The Parisian Woman

“The Parisian Woman” was strange, funny, yet thrilling. Some of the plot twists were so surreal that they felt inconceivable. Then again, many current events that took place had once been considered unimaginable, too.

The play was set in contemporary Washington DC (after the 2016 US election) and centered around five characters with political connections.

On the surface, the political dance and Trump-bashing were sharp and funny, coming from both the Democrat and Republican characters in the story.

But, the plot quickly dived deep into the human psychic and relations: lies, adulteries, distortions, revenge, loyalty, trust, political favors, open relationships, and the role of women in the “older generation.”

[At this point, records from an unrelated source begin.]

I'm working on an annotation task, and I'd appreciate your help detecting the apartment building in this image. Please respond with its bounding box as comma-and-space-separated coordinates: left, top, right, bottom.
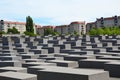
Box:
54, 25, 69, 34
86, 16, 120, 31
0, 20, 36, 34
36, 26, 54, 35
37, 21, 86, 35
69, 21, 86, 35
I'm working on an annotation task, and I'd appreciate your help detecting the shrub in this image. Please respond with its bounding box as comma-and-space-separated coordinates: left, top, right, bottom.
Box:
24, 31, 37, 36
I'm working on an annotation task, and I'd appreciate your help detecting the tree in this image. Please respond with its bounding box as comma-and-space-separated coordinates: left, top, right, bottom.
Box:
7, 27, 20, 34
96, 28, 104, 35
88, 28, 97, 35
26, 16, 34, 33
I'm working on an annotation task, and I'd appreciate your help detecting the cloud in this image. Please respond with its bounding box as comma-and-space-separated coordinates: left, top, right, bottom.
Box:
0, 0, 120, 25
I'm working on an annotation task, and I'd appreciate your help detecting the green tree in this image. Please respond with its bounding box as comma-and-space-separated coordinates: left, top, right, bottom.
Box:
74, 30, 79, 36
7, 27, 20, 34
103, 27, 112, 35
96, 28, 104, 35
26, 16, 34, 33
88, 28, 97, 35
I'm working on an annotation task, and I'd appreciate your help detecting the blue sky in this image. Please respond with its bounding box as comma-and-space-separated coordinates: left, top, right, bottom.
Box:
0, 0, 120, 25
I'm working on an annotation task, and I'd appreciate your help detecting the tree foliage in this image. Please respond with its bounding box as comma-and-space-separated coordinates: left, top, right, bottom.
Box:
7, 27, 20, 34
26, 16, 34, 33
44, 28, 59, 36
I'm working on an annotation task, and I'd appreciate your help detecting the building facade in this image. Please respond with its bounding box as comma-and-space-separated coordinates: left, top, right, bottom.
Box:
0, 20, 38, 34
69, 21, 86, 35
36, 26, 54, 35
54, 25, 69, 34
86, 16, 120, 31
37, 21, 86, 35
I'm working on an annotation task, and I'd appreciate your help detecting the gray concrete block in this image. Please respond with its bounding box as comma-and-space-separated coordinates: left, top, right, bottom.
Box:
47, 60, 78, 67
0, 72, 37, 80
0, 67, 27, 73
37, 67, 109, 80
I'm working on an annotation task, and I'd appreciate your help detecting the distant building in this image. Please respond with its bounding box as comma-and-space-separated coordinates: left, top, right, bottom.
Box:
86, 16, 120, 31
0, 20, 37, 34
54, 25, 69, 34
36, 26, 54, 35
37, 21, 86, 34
69, 21, 86, 35
86, 22, 96, 32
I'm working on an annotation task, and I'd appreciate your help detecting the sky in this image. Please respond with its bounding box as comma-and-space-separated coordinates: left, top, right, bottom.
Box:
0, 0, 120, 26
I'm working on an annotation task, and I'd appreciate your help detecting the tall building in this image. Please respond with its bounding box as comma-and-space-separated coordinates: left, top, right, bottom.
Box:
69, 21, 86, 35
54, 25, 69, 34
0, 20, 38, 34
86, 16, 120, 31
37, 21, 86, 35
36, 26, 54, 35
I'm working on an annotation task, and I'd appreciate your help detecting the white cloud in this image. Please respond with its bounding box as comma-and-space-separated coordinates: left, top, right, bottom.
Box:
0, 0, 120, 24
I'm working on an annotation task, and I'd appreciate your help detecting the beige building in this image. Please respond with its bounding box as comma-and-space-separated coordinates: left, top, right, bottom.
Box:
86, 22, 96, 32
0, 20, 38, 34
69, 21, 86, 35
54, 25, 69, 34
36, 21, 86, 35
36, 26, 54, 35
86, 16, 120, 31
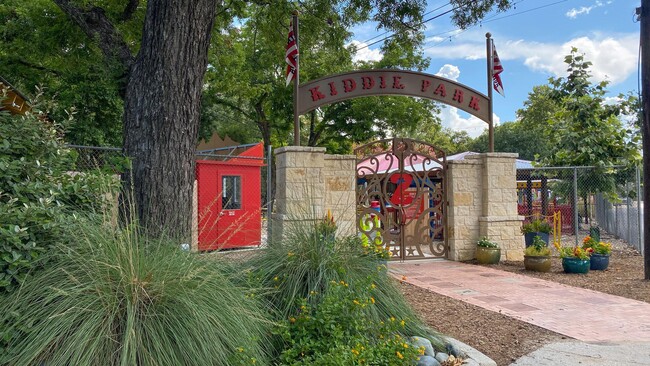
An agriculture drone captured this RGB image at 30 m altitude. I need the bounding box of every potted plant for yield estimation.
[555,242,593,273]
[524,235,551,272]
[476,236,501,264]
[521,219,551,247]
[582,227,612,271]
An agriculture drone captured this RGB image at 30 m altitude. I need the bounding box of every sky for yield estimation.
[352,0,641,137]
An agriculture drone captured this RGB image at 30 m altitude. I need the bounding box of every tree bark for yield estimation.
[124,0,219,240]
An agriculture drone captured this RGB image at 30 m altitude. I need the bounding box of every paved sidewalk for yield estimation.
[388,260,650,342]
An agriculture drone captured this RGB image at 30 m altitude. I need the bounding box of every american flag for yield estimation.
[492,44,506,97]
[284,23,298,86]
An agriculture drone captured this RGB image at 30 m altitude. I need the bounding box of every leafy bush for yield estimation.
[248,220,442,360]
[0,222,270,366]
[0,107,118,294]
[521,219,551,234]
[476,236,499,248]
[524,235,551,257]
[280,281,424,365]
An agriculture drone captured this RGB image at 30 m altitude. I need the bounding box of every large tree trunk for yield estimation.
[124,0,218,240]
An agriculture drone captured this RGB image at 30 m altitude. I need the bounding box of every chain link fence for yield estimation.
[67,144,273,257]
[517,166,643,251]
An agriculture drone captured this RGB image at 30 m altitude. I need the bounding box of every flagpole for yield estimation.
[485,32,494,152]
[292,10,300,146]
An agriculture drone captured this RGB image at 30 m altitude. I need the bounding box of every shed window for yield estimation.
[221,175,241,210]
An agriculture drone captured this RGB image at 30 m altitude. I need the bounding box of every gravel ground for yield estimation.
[401,233,650,365]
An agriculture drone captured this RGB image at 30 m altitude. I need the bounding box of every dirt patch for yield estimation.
[401,235,650,365]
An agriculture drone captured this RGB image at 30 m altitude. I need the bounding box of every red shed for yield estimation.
[196,143,264,251]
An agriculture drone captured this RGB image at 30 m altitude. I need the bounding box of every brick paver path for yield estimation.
[388,260,650,342]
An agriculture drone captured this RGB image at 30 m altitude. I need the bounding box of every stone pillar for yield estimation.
[271,146,325,241]
[324,155,357,236]
[445,156,483,261]
[476,153,524,260]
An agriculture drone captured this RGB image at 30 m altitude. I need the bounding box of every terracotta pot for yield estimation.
[524,232,549,248]
[476,247,501,264]
[524,255,551,272]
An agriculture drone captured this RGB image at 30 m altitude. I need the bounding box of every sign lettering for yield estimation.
[298,70,489,122]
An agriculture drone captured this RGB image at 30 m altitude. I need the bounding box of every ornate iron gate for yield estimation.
[354,138,448,260]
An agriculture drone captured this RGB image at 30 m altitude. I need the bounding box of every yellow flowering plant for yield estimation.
[582,235,612,255]
[554,242,594,260]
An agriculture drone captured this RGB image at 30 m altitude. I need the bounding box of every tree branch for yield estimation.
[214,97,257,121]
[13,58,61,76]
[54,0,138,70]
[122,0,140,22]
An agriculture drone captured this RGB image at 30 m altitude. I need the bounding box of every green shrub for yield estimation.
[248,220,442,360]
[0,222,270,366]
[521,219,551,234]
[0,107,118,295]
[524,235,551,257]
[280,281,424,366]
[476,236,499,248]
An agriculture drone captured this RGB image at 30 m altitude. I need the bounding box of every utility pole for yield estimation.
[637,0,650,280]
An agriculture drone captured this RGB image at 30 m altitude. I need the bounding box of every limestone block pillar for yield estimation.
[324,155,357,236]
[445,159,483,261]
[474,153,524,260]
[271,146,325,240]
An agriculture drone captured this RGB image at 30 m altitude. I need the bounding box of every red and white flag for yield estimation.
[284,23,298,86]
[492,43,506,97]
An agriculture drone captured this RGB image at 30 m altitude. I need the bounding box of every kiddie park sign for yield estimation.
[297,70,490,123]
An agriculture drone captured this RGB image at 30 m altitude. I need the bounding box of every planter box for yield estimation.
[524,255,552,272]
[476,247,501,264]
[524,232,549,248]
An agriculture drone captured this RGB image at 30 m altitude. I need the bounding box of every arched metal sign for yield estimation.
[297,69,490,124]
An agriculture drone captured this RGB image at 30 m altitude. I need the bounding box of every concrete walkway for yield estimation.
[388,259,650,365]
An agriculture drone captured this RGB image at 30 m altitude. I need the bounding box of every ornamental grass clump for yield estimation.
[247,207,443,362]
[0,222,270,366]
[524,235,551,257]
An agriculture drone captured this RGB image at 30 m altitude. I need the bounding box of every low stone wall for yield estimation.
[271,146,524,261]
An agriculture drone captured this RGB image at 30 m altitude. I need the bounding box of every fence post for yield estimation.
[573,167,580,246]
[636,165,645,253]
[266,145,273,246]
[625,180,632,243]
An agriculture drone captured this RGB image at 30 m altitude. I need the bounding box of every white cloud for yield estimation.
[346,40,384,62]
[565,1,610,19]
[425,33,639,85]
[436,64,500,137]
[512,34,639,84]
[436,64,460,81]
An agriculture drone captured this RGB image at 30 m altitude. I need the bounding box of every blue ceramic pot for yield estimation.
[524,232,549,248]
[562,257,591,273]
[589,253,609,271]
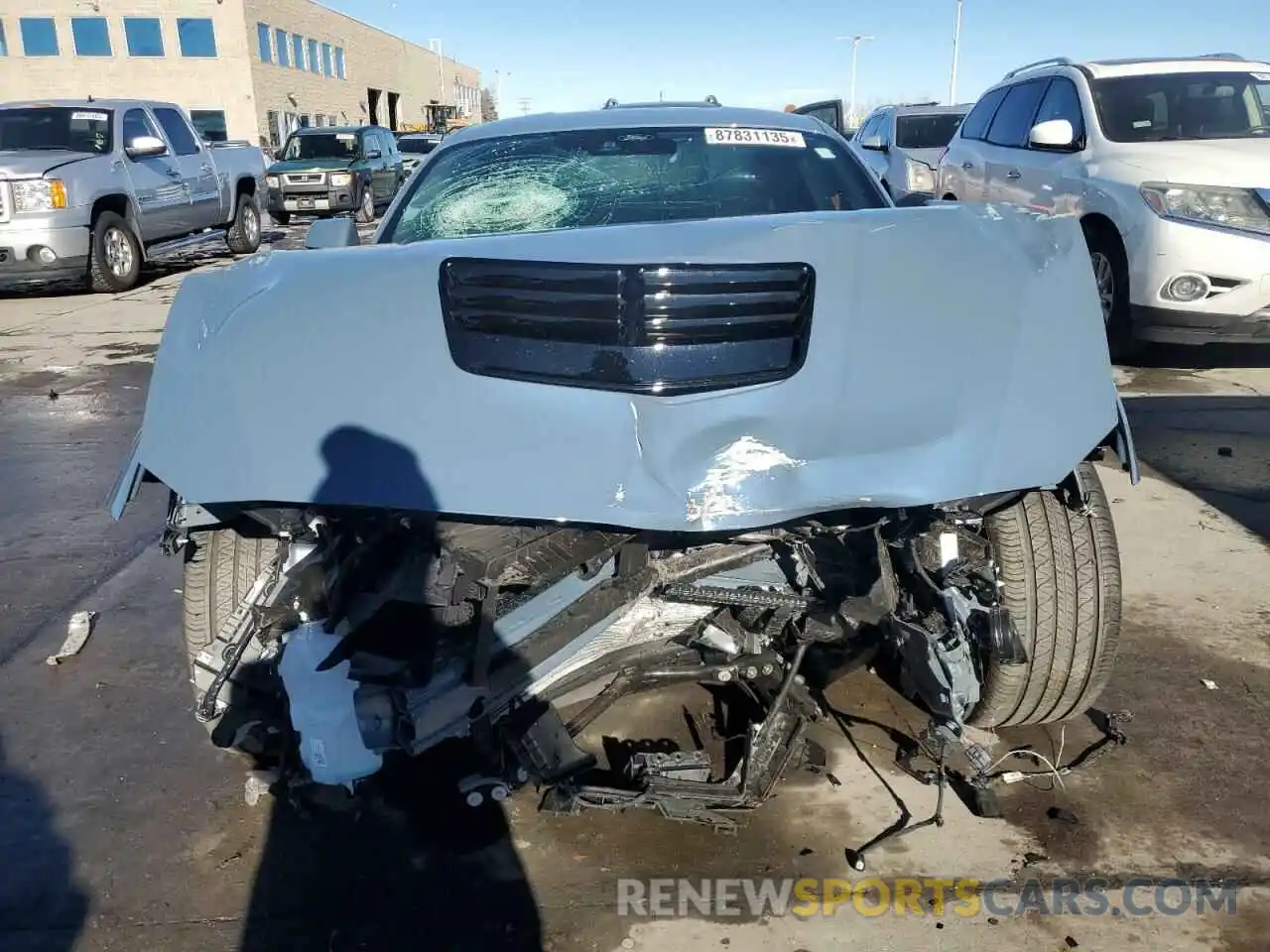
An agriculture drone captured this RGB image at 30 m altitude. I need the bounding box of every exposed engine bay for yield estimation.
[184,496,1046,828]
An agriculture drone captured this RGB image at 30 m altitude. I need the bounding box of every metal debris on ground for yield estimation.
[244,771,280,806]
[45,612,96,665]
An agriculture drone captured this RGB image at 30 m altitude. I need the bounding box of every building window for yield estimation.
[18,17,58,56]
[255,23,273,62]
[190,109,230,142]
[177,17,216,60]
[266,109,282,153]
[71,17,110,56]
[123,17,163,56]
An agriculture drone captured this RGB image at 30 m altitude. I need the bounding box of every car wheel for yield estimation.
[182,530,278,756]
[1084,223,1142,363]
[357,185,375,225]
[225,193,260,255]
[87,212,142,295]
[967,462,1120,727]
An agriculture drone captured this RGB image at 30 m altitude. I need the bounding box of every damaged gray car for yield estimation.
[112,101,1137,829]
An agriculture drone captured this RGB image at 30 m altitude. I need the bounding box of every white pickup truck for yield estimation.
[0,99,266,292]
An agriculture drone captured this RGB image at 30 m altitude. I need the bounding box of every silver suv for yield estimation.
[851,103,971,200]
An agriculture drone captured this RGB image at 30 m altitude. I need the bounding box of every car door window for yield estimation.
[961,86,1010,140]
[1033,76,1084,142]
[123,109,163,146]
[988,80,1049,149]
[155,109,198,155]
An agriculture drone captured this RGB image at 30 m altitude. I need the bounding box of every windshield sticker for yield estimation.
[704,128,807,149]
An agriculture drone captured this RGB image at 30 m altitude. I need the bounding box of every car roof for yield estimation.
[0,99,181,109]
[874,103,974,115]
[295,126,381,136]
[444,103,826,144]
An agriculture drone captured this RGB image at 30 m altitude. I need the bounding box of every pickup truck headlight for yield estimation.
[1139,181,1270,235]
[12,178,66,212]
[907,159,935,191]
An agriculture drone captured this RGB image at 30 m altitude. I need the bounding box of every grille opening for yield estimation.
[440,258,816,394]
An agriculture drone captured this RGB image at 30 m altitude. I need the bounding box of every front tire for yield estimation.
[355,184,375,225]
[87,212,144,295]
[969,462,1121,727]
[225,193,260,255]
[1084,225,1142,363]
[182,530,278,754]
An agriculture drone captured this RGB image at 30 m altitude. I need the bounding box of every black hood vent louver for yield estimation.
[441,258,816,395]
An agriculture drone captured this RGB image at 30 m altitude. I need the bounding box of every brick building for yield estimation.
[0,0,480,145]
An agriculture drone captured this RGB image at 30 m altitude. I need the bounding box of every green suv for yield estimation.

The narrative was super clear, and dialogues well written. We knew exactly who/where/what each character stood. What we couldn’t see, however, was the hidden psychological warfare. Who’s crossing, double-crossing, triple-crossing whom? Who loves whom… pretends to love whom… loves but pretends not to love whom?

The main plot twist was thrilling. So thrilling that I actually liked it. The revelation was so surreal that it felt inconceivable. Then again, many events taking in DC today had once been considered unimaginable. In the current political climate, perhaps the turn of events could happen after all.

I thought several subplots were quite clever…

Chloe and Tom’s marriage and their “trust” in each other. Trust in quotation because I think it actually exceeds that of a normal marriage.

The portray of complex, conning, and malicious actions that people would take to achieve their ambitions.

Yet, one question remained, and I personally felt it significantly weakened the play… What is Chloe’s motive in all this?

She offered two answers: “Women in my (older) generation didn’t have a (professional) career.” and “I am a lost soul.” The former sadly reminded me of my mother’s generation. The latter felt like an excuse coming out of a teenager but not someone of her experience. In any case, neither felt satisfying or justifying.